Suppose hunters kill 50 deer in a national forest every hunting season, while the deer by themselves have equal birth and death rates. If there are initially 500 deer in the forest, predict how many there will be in 5 years.
The number of infected people in a population grows by 8% per day and those who become infected remain infected. If initially there are 8 infected, how many individuals will be infected in 45 days?
Suppose bacteria in a population divide in 2 every hour and 90% of the current population dies after reproduction, not including the new offspring. If the population initially has 10 million bacteria, predict how many there will be in 12 hours.

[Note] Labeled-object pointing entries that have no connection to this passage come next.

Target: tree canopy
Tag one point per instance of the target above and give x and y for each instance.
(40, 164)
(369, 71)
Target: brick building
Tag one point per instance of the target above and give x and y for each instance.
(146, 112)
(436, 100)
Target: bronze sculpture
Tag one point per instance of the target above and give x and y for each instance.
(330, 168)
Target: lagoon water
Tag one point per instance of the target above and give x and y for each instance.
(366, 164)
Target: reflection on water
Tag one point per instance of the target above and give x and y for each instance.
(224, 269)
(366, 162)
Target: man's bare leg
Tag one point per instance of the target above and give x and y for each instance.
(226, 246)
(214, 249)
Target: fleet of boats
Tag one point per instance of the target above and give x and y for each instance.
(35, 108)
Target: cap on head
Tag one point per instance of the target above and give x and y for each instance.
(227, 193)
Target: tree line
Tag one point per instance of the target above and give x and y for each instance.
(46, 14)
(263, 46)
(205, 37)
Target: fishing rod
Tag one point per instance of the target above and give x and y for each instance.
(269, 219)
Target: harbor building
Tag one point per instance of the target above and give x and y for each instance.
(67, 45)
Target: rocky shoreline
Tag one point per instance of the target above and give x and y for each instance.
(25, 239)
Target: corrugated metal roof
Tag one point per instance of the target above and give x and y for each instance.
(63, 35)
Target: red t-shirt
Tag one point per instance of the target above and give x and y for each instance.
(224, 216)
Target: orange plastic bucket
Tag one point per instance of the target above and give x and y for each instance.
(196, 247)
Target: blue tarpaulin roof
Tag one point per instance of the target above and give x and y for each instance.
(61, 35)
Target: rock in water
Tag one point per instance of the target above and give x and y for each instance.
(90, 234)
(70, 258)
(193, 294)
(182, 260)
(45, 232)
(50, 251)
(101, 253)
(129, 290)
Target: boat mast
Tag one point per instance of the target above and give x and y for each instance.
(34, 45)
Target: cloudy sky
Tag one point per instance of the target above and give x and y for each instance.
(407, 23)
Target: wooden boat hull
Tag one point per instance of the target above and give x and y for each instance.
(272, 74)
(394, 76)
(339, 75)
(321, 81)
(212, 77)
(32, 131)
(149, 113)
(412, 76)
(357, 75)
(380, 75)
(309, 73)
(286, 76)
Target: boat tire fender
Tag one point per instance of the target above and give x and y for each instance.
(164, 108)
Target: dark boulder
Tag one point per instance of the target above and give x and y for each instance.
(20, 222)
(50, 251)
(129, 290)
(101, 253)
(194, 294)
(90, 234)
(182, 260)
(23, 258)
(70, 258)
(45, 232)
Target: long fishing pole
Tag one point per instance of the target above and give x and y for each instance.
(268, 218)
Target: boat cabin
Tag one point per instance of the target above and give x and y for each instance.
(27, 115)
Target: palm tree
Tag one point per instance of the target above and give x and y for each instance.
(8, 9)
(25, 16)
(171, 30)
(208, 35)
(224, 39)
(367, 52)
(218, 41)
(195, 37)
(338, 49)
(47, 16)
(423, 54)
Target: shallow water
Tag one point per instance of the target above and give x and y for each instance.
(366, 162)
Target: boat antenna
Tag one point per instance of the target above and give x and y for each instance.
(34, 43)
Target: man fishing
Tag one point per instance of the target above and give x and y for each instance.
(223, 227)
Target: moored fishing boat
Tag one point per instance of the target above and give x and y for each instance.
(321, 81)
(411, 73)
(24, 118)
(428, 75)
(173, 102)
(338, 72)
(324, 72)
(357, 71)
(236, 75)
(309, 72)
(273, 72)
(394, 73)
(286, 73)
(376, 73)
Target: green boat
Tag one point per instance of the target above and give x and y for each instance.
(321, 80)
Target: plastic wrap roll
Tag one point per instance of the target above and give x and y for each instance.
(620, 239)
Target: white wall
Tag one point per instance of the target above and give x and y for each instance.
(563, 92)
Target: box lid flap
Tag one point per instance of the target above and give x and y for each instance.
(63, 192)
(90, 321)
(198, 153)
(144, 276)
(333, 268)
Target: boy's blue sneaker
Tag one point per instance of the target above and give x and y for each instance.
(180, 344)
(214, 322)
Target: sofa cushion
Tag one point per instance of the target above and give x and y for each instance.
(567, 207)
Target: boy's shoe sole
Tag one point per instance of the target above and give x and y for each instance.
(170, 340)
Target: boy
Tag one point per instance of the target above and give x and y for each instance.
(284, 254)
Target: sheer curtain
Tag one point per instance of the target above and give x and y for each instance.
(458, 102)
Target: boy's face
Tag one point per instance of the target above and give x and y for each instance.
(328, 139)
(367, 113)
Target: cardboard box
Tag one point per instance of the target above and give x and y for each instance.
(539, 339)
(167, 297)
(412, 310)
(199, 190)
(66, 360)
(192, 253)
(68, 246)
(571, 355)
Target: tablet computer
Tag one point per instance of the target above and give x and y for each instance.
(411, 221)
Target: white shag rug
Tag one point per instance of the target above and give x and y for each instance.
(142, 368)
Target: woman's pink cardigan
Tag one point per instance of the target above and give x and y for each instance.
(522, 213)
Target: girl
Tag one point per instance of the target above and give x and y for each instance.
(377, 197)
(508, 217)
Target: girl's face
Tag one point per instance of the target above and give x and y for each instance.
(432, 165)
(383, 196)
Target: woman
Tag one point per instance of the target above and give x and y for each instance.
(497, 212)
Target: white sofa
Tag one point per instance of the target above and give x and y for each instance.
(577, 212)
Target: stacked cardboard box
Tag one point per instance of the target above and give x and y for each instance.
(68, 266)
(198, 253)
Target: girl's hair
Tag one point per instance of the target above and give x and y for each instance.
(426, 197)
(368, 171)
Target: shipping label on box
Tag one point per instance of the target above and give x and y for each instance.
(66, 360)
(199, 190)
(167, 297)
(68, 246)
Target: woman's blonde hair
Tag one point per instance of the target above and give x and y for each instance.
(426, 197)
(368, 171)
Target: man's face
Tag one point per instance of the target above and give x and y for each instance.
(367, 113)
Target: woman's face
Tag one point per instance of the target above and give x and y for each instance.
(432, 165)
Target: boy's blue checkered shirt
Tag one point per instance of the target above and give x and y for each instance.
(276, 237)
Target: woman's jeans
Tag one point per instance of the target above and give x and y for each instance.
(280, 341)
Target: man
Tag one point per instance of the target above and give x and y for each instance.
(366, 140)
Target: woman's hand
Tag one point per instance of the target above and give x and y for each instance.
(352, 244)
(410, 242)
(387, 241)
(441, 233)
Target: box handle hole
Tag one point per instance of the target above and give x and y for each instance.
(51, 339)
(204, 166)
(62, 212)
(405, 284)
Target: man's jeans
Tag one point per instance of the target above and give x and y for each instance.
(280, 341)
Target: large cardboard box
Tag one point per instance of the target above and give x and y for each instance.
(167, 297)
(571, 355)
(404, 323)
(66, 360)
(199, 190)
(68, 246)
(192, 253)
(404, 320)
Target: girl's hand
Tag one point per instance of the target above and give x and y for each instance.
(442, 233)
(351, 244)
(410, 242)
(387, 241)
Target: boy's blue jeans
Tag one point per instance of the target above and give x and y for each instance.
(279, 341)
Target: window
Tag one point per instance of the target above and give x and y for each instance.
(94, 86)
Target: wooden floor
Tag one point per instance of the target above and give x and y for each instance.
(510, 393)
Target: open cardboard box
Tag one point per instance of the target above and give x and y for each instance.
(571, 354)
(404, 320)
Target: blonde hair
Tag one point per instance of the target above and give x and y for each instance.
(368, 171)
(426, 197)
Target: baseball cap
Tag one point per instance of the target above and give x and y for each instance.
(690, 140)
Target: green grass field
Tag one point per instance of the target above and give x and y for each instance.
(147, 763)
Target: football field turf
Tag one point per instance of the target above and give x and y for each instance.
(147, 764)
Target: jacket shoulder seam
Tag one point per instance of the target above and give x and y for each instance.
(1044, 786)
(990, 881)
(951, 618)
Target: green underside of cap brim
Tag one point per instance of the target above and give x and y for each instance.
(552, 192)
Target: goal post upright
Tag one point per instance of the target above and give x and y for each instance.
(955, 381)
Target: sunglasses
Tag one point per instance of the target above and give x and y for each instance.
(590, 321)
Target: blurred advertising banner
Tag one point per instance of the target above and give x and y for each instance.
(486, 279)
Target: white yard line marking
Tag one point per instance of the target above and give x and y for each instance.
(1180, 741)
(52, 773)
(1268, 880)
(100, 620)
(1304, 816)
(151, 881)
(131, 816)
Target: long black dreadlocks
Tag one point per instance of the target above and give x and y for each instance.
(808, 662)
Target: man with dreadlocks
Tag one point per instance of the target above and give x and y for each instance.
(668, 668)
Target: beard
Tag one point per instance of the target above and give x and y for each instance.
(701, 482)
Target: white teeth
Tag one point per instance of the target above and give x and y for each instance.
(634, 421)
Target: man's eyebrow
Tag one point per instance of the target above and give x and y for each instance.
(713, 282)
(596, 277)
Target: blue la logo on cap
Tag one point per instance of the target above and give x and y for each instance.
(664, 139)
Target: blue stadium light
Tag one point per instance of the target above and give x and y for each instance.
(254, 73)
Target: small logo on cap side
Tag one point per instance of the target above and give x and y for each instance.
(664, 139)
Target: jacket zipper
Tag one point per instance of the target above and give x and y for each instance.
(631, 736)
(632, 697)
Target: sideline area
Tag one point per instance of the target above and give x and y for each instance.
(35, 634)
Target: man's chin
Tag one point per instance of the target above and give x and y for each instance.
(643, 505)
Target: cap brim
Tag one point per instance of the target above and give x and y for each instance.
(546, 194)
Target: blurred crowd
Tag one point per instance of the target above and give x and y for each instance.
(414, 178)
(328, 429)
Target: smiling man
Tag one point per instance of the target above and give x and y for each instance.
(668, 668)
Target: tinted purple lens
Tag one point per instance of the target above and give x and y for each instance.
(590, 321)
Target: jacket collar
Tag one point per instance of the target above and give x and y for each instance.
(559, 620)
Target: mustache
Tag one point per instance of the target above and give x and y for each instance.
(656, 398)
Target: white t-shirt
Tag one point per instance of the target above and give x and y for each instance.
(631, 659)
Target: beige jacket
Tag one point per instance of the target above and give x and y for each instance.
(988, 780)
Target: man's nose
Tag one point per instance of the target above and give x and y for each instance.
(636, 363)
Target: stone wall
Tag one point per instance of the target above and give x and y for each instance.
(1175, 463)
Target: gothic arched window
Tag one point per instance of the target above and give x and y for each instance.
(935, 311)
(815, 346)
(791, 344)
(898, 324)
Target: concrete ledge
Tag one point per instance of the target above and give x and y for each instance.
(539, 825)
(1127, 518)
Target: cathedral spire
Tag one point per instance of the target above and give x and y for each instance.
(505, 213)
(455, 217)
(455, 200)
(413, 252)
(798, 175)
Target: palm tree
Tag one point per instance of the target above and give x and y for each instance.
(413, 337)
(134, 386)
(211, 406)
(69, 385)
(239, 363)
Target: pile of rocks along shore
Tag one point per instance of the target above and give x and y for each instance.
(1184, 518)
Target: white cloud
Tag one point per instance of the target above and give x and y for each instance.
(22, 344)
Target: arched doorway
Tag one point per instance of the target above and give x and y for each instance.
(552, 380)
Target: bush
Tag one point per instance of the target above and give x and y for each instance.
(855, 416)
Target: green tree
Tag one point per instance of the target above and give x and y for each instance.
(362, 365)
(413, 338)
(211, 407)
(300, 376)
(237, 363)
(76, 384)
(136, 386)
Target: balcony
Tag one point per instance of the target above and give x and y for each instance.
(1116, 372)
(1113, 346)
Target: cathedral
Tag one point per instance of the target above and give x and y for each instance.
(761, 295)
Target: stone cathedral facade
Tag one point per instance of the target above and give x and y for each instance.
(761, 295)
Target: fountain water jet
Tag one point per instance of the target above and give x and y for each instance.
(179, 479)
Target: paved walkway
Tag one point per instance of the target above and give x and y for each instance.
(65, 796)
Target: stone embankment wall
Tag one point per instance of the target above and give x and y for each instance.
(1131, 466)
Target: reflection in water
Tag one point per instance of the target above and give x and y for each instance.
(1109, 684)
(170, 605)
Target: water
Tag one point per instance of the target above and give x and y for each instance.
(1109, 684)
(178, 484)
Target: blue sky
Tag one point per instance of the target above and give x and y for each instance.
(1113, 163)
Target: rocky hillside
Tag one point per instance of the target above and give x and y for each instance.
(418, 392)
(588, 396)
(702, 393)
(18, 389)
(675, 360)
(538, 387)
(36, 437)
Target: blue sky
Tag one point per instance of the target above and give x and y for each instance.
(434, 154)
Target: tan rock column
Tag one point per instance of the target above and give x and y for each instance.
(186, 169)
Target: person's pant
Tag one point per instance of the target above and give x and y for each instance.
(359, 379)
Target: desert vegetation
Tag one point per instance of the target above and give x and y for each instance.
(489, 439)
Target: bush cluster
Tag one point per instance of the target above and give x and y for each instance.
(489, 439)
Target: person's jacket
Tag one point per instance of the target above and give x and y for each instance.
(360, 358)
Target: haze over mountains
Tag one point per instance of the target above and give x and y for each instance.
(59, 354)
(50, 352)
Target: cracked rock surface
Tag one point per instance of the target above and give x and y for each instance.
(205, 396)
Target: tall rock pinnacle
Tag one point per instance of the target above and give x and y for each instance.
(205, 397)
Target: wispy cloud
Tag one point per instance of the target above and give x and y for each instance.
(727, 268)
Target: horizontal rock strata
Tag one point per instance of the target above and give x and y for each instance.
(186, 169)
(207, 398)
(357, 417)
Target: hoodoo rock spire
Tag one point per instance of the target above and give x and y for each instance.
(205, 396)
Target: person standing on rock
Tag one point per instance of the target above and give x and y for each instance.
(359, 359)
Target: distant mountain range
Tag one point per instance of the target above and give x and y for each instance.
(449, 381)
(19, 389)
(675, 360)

In a rabbit population, each pair produces 1.2 offspring every year (i.e. 0.6 per capita) and the adults have a 0.5 annual death rate after reproduction (and assume the whole population is paired up into mating pairs.) If initially there are 100 rabbits, predict how many there will be in 5 years.
Consider the same rabbit population, but now a python that lives nearby eats exactly 1 rabbit a month. If initially there are 100 rabbits, how many do you predict will be in 10 years?
10 fish are added to an aquarium every month, while 80% of those present survive every month and there is no reproduction. If initially there are 10 fish in the aquarium, predict how many there will be in 2 years.
A gene has length of 10000 nucleotides, some of them are ancestral (A) and others are mutant letters (M). Every generation 3% of the ancestral letters turn mutate and become M and 1% of the mutant letters revert to the ancestral state. Write a discrete time model for the number of the mutant nucleotides M (Hint: \(A = 10000 - M\)). If initially there are 0 mutant letters (all 10000 are ancestral), predict how many there will be in 10 generations.
Twenty flies fly into a house every day, and half of the flies in the house at beginning of each day find their way out (no births or deaths happen in the house.) If there are 10 files in the house initially, how many will there be in 12 days?
Suppose a branch grows at 10 cm a month (year round, assume it’s a climate with no seasonal variations), and that every month a gardener trims 25% of the length of the branch. If initially the branch is 10 cm long, what will be its length in 6 months?